La meteora infernale

Lamereorainfernale The Monolith Monsters
Usa 1957
con Grant Williams, Lola Albright
regia di John Sherwood

Nei pressi del paesino di San Angelo, in California, cade una strana pioggia di meteoriti: le pietre a contatto con l’acqua si sviluppano e si moltiplicano. Gli effetti devastanti sull’uomo non si limitano alla distruzione: le persone che vengono in contatto con il metallo subiscono un processo di pietrificazione..
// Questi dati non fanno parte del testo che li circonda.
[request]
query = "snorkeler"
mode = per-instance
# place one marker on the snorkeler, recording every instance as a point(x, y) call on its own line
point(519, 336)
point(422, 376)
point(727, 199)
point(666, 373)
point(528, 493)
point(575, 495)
E’ uno dei film più bizzarri del filone b-movie da invasione aliena degli anni ’50: questa volta niente mostri spaziali, il terrore arriva da minerali che a contatto con l’acqua diventano giganteschi monoliti che poi si spezzano in mille pezzi e in questo modo procedono alla distruzione del pianeta Terra, assorbendo anche il silicio presente nel corpo umano e inducendo nell’uomo un processo d’irrigidimento simile alla pietrificazione che conduce alla morte.

Monoliti

Gli effetti speciali sul processo di evoluzione dei monoliti e relati crolli distruttivi sono buoni, anche se si tratta di una pellicola che lascia da parte il cotè fantastico per una trama pseudo scientifica con tanto di spiegazioni chimiche e soprattutto resta la nuda struttura alla base di questo genere cinematografico: la paura dell’invasione russa. Più che spaventare il pubblico il film sembra volerlo rassicurare: i mezzi per combattere anche il mostro più astruso esistono e la vittoria arriderà velocemente se ogni membro della comunità farà il proprio dovere: anche i bambini che solitamente consegnano il giornale a pagamento, porteranno gratuitamente il comunicato di evacuazione all’intera città.
Se la comunità si limita ad ubbidire, il protagonista è ovviamente un individualista decisionista che si prenderà la responsabilità di distruggere una diga costosissima senza aspettare il placet del governatore perché non c’è più tempo per rimandare l’unica soluzione valida. Un messaggio di omologazione che non a caso è stato citato in Essi vivono, il film di fantascienza di Carpenter del 1988 che indica nell’omologazione consumistica il nemico della società.
Protagonista del film è Grant Williams che nel medesimo anno gira il capolavoro di Jack Arnold, Radiazioni BX: distruzione uomo.

radiazioni BX – distruzione uomo

Raggibxdistruzioneuomo_2 The Incredible Shrinking Man,
USA, 1957
Con Grant Williams, Randy Stuart
regia di Jack Arnold

Scott Carey e’ un uomo felice: una carriera di pubblicitario, una deliziosa mogliettina con cui forma una coppia perfetta da sei anni e con la quale sta trascorrendo una vacanza in barca, e mentre la moglie e’ sottocoperta, la barca attraversa una strana nuvola che lascia una patina sul corpo di Scott, il quale, tempo dopo, si accorgera’ di perdere peso: gli esami medici certificheranno una malattia sconosciuta che lo sta miniaturizzando; per Scott tutto si trasforma in un potenziale pericolo.

Tratto dal romanzo Tre millimetri al giorno di Richard Matheson che ne ha curato anche la riduzione cinematografica, un capolavoro della sci-fi anni’50 diretto da Jack Arnold, regista anche del piu’ famoso Il mostro della laguna nera.
Purtroppo il film e’ invecchiato male: trattandosi di una produzione a basso costo, gli effetti speciali risultano piuttosto risibili, ma fortunatamente rimane ancora efficace il senso di angoscia provocato da un mondo che da familiare diventa improvvisamente ostile: memorabile la lotta con l’amato gatto di casa che viene ritenuto responsabile di essersi “pappato” il minuscolo Scott ormai ridotto a vivere in una casa di bambole, squassata dal terremoto provocato dai passi della moglie lungo le scale. Il nostro eroe invece sfugge al felino grazie a una caduta in cantina, luogo in cui sara’ costretto a fronteggiare un ragno per conquistarsi gli avanzi di una vecchia torta buona solo per le trappole dei topi.
Sotto la metafora della minaccia nucleare tipica del cinema di fantascienza anni ‘50 si celano questa volta le paure piu’ ancestrali dell’uomo: la perdita della propria identita’ e della padronanza del proprio ambiente.